Era el año de 1598 en que
Nigale despidió los restos mortales de su madre idolatrada. Ella le fortificó
en sus principios libertarios y le dio de beber la sabia de la justicia en la
fuente de la igualdad y la solidaridad. Tuvo que ser guerrera por la fuerza de
los acontecimientos igual que todas las madres que ven en peligro al fruto de
su divina fertilidad. Fue guerrera y consejera y como tal llegó al fin de sus
días sobre la tierra. Sus últimos alientos los libró a través del aceitoso
brillo de su mirada que derramó sobre los húmedos ojos del libertador de sus
entrañas. Los ojos que hablan por el alma y dicen lo que mil palabras no
logran. El agónico mensaje crecido con un eco extraordinario en las neuronas
del cacique: luchar hasta el final por la dignidad del pueblo Añú.
En lo alto del cerro
isleño, Nigale llora a su madre y eleva su monólogo interior a las criaturas
del universo buscando ayuda, buscando luz. Al sol, padre del brillo que aviva
la existencia.
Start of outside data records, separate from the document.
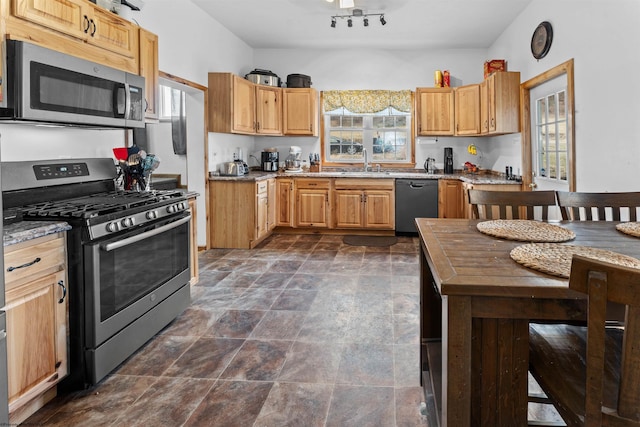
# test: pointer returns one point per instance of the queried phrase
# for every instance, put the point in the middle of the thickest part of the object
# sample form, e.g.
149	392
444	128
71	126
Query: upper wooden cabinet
268	110
300	112
500	103
467	110
77	27
149	70
237	105
435	111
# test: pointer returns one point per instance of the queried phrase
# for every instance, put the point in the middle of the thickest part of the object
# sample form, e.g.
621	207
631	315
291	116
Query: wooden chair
572	203
592	373
509	203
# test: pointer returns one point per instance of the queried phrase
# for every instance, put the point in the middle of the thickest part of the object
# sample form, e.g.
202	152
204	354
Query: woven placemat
630	228
525	230
555	258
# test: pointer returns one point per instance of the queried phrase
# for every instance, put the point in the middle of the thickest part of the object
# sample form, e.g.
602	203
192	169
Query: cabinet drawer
261	187
323	184
30	261
364	184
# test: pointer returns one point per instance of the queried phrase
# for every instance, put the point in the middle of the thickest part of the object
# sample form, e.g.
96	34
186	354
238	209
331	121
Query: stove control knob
112	227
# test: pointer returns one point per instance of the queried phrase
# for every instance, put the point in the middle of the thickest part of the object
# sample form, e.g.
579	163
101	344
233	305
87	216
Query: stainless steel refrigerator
4	391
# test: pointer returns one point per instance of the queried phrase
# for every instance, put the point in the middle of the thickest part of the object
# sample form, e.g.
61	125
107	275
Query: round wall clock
541	40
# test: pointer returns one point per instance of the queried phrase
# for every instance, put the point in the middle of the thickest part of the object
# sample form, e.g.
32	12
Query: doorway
548	130
193	166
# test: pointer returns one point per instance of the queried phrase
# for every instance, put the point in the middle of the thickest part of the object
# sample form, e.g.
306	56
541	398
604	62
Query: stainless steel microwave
42	85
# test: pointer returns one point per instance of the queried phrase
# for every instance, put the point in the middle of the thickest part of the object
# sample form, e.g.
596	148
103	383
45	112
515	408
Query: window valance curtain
367	101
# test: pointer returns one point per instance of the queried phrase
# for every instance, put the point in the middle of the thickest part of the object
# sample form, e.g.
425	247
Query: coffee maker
448	160
270	160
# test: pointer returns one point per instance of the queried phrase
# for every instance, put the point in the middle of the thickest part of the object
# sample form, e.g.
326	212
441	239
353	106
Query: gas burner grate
97	204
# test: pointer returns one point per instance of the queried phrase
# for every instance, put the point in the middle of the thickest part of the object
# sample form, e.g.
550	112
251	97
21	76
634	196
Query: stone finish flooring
301	331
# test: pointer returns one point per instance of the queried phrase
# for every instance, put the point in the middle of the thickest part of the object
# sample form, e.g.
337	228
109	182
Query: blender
293	160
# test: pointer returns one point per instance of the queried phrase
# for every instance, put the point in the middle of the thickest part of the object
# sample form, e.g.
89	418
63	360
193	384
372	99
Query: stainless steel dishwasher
415	198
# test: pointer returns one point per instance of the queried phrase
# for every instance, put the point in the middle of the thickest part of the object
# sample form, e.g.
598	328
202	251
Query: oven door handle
130	240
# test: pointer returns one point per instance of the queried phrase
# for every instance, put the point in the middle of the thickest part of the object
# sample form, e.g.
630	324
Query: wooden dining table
476	304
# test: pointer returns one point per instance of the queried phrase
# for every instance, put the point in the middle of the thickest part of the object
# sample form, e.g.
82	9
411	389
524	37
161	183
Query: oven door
128	275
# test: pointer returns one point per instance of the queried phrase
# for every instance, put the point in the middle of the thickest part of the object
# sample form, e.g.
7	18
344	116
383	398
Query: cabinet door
467	110
65	16
149	70
312	208
450	198
113	33
271	204
36	336
284	203
435	111
244	106
349	209
262	215
379	209
268	110
484	107
300	112
504	102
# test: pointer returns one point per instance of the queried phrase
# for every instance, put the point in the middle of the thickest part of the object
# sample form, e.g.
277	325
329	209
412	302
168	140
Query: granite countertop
411	174
22	231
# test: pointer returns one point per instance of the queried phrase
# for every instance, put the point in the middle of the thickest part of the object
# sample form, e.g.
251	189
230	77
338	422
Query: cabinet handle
64	291
29	264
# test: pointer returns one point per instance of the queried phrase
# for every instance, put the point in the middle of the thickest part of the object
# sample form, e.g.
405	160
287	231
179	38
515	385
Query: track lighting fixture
357	13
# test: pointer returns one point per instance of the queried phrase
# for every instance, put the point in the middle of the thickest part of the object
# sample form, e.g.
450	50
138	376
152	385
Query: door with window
549	137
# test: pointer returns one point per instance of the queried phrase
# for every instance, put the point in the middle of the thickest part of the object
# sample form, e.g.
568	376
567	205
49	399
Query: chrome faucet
366	161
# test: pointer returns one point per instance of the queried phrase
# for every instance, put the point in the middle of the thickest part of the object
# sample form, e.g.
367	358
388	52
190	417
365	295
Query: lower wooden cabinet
364	203
37	322
242	212
284	202
312	208
450	198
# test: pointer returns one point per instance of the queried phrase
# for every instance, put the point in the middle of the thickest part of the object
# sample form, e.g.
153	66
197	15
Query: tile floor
301	331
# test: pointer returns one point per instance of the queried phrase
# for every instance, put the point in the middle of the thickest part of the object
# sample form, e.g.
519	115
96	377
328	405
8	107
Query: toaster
232	169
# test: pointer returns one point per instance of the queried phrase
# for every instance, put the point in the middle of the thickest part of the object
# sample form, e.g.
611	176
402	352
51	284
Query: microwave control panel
60	170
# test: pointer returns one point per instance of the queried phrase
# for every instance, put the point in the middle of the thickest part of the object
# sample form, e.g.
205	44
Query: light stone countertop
409	174
22	231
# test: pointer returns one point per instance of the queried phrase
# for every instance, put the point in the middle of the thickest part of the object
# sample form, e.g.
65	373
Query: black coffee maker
270	160
448	160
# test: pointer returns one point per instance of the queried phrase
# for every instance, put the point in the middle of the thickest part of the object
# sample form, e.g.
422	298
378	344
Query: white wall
602	36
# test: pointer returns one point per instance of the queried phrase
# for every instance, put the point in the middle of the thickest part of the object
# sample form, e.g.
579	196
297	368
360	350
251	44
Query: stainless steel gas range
128	256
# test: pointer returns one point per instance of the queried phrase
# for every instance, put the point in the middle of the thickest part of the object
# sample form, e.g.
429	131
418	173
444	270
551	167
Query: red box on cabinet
494	65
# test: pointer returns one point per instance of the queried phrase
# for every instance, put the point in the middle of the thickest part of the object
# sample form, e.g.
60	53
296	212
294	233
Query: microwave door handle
119	94
127	101
138	237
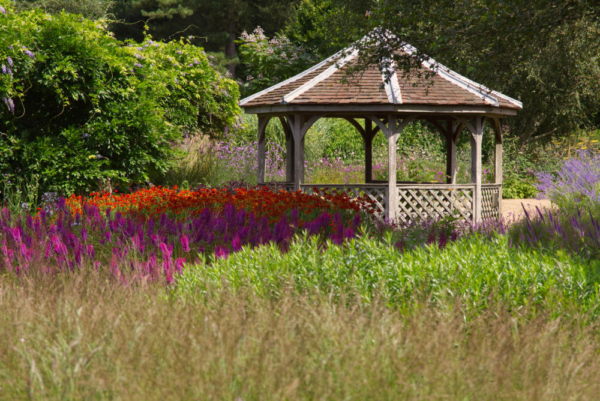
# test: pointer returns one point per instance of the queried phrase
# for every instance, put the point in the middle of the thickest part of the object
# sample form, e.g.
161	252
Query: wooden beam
262	128
289	149
451	164
298	123
392	137
368	141
351	110
498	154
476	128
356	125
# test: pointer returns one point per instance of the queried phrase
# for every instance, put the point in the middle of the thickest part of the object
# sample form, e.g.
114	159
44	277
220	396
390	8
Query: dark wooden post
498	171
476	128
262	127
451	138
289	150
368	140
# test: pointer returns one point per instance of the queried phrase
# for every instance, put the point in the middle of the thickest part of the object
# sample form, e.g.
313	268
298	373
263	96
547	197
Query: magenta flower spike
185	243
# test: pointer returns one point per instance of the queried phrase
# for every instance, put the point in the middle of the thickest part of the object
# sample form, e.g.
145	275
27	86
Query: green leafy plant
80	107
269	61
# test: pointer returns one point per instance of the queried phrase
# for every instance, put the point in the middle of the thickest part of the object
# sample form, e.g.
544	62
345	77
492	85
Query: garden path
513	209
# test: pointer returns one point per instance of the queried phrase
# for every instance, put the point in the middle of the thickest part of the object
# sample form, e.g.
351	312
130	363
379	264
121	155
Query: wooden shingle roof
328	84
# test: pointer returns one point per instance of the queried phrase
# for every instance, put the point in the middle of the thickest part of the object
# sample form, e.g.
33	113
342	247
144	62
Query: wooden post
498	172
476	128
262	127
289	150
368	139
392	137
451	164
298	123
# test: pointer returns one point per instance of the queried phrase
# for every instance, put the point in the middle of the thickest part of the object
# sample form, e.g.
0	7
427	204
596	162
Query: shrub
515	188
80	107
269	61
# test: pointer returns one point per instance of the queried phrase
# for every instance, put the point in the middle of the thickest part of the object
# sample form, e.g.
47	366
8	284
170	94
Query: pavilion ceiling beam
262	128
356	125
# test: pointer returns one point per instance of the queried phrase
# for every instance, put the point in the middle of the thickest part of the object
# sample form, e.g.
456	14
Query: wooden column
289	150
297	123
451	138
392	137
476	128
498	172
368	139
262	127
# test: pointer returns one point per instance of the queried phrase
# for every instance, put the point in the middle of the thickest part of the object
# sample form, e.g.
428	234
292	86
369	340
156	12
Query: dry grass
87	337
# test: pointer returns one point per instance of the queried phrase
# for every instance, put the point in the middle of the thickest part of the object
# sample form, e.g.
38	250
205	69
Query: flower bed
150	234
262	202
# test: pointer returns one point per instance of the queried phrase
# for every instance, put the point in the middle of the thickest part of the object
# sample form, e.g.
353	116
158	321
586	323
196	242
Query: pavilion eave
354	109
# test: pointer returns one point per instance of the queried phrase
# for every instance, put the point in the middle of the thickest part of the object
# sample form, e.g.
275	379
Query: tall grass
83	337
476	270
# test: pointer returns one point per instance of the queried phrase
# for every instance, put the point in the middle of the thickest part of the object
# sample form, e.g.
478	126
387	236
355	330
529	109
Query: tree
543	52
79	106
216	24
92	9
327	26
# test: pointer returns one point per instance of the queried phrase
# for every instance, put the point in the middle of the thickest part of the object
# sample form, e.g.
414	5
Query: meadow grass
477	270
85	336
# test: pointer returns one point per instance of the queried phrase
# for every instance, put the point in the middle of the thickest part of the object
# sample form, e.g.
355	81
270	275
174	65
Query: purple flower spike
221	252
185	243
236	243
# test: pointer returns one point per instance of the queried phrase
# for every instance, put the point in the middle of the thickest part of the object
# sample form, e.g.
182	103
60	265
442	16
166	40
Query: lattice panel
434	203
377	194
490	203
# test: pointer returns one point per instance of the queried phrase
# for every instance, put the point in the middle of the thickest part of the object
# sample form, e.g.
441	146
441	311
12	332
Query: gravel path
513	208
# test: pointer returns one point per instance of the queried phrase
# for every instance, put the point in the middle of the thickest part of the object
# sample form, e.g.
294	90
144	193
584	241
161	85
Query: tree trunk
230	51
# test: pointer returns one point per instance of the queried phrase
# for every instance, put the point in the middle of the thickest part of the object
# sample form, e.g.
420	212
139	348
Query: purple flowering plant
575	185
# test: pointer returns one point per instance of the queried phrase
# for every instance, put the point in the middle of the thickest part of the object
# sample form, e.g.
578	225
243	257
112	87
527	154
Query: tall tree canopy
216	23
92	9
543	52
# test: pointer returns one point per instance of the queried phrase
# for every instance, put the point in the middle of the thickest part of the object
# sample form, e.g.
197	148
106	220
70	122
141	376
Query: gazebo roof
323	85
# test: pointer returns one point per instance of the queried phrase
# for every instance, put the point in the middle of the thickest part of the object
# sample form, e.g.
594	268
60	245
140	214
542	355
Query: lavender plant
576	184
134	249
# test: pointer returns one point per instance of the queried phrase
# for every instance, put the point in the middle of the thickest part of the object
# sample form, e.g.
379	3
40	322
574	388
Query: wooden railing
434	201
423	201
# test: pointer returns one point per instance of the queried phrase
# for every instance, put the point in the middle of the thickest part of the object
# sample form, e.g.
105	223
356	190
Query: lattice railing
490	201
434	202
377	193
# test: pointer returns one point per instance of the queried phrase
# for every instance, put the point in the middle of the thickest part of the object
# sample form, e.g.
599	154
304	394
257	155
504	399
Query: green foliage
19	194
477	271
548	49
514	188
81	107
548	53
93	9
269	61
214	24
326	26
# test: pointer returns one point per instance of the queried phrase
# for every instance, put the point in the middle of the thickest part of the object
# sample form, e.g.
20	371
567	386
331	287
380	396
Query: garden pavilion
450	102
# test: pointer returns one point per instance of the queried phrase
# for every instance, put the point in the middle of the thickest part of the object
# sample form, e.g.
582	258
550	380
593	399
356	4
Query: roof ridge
319	78
392	85
292	79
455	78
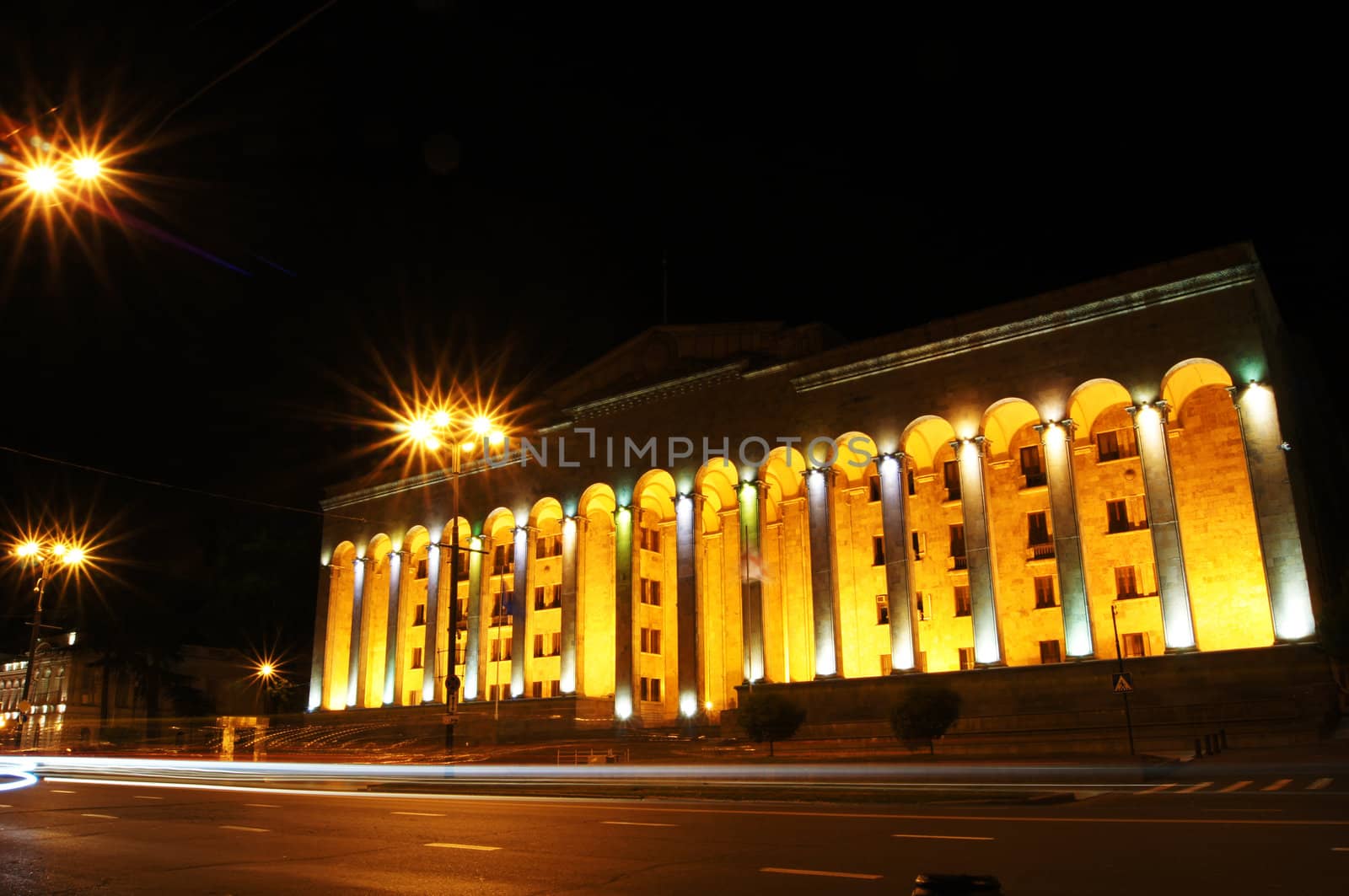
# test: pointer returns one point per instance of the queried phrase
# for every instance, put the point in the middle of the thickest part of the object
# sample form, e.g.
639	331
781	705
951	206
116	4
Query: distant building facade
1007	487
78	700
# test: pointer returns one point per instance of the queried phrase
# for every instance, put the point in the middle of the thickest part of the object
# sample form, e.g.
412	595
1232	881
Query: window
962	599
1126	514
1113	444
503	561
1032	466
1135	644
958	547
951	475
548	644
651	641
1038	529
548	597
1045	593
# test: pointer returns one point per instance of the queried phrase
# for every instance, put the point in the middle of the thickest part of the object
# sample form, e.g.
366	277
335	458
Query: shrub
924	714
769	716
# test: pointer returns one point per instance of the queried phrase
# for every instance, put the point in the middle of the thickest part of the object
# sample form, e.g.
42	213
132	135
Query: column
896	534
685	602
978	550
823	590
1056	443
1276	521
317	668
521	612
474	655
359	639
625	702
395	646
1150	422
571	574
752	586
436	559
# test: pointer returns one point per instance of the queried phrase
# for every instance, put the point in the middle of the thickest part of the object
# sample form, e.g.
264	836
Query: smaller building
84	700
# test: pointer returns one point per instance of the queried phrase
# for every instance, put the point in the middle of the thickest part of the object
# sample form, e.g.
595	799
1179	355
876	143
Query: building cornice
1038	325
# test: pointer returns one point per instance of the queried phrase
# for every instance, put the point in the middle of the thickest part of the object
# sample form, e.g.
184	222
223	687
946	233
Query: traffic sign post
1121	682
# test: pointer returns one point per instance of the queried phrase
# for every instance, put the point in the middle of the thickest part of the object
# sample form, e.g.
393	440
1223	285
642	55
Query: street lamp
433	431
49	559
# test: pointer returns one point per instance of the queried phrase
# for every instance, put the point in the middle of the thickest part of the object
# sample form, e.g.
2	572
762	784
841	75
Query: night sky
420	186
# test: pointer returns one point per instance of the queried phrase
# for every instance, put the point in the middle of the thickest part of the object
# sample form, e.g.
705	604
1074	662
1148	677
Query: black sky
492	188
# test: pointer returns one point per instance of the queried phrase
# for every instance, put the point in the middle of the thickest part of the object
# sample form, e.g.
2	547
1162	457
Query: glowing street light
57	554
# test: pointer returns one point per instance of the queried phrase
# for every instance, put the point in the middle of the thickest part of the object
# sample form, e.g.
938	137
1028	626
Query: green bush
924	714
769	716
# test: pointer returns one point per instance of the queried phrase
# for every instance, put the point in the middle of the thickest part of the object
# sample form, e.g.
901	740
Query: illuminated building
1029	469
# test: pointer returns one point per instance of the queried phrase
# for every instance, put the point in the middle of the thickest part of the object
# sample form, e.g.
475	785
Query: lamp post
432	431
58	555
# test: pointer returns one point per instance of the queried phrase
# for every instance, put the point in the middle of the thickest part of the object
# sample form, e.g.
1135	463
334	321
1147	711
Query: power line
175	487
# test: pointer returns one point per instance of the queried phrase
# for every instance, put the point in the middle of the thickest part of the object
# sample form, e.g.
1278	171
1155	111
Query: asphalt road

Al agua, anciana abuela que nos amamanta con sus añejas mieles.
Al relámpago permanente que atiza las conciencias de los pensadores. A la
tierra, paridora innata de la vida con la piel llena de hijos agradecidos. A la
lluvia, inquieta adolescente fertilizadora.
Su llanto no se escucha ni
se ve. Su llanto inunda el aire.
Mientras, en las cálidas
orillas de la bahía de Uruwá, en el delta del Macomite, entre los caños donde
aparecía el piache Mohán, los guerreros escoltas de Nigale sudaban a
borbollones el nerviosismo por la obligada espera que ordenó su querido jefe.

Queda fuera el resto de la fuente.